Not only is this technology becoming more ubiquitous by the day, with apps such as FakeApp (now removed from the internet) already promoting its popularity, but it is also now the centerpiece of a new technological arms race as academics and researchers try to tame this technology before bad actors do. Researchers at Carnegie Mellon University recently created a system that can transfer characteristics, such as facial expressions, from a video of one person to a synthesized image of another. Whilst China’s Baidu and a handful of startups such as Lyrebird and iSpeech have been selling voice cloning for commercial use in human-machine interfaces.

So how can this problem be contained? For the time being, it seems unlikely. Only six months ago, the potency of this technology in spreading disinformation was made clear when a small left-leaning Belgian political party, Socialistische Partij Anders (sp.a) posted a bombastic deep fake of Donald Trump across their channels, provoking hundreds of Belgians to express anger at their neighbors across the pond. “It is clear from the lip movements that this is not a genuine speech by Trump”, a spokesperson for sp.a told Politico in an exercise in damage control. Apparently not.

All is not lost, however, and researchers have identified certain cues that could indicate a video is a deep fake – with jerky movements and lack of blinking being tell-tale signs. It is true that such details can be missed by viewers, but one would hope that as these videos permeate our lives more and more, the populace will wise-up to what is and is not real (just as there are many more people today than in the past who can identify a photoshopped image for example). It is also true that by increasing the saturation of a video of a person, it is possible to detect the subject’s pulse from the almost invisible change in facial skin. In the case of deep fakes, this is not the case, and the truth is shown.

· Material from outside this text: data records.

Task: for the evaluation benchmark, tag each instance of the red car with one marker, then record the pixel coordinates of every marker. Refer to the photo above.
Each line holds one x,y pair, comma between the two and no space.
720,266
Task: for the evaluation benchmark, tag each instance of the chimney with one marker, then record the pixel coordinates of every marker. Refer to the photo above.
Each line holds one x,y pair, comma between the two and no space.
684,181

There is, of course, two sides to every technological coin. And with deep fakes, this is no different. There are of course some positive applications to this technology. One example is the Scottish firm CereProc, who creates digital voices for people who lose their own through disease. Vocal cloning can also serve an educational purpose by recreating the sound of historical figures, just as North Carolina State University did when they synthesized one of Martin Luther King Jr.’s unrecorded speeches.

For now anyway, the cons far outweigh the pros, and, unfortunately, the fact remains that the type of machine learning that produces deep fakes is difficult to reverse and thus detect. For now, all that individuals on the ground can hope for in countering this technology would be to remain vigilant. Moving forward, it would be wise to update that age-old maxim: don’t believe everything you read. Instead, welcome to a world that is home to a new saying: don’t believe everything you see.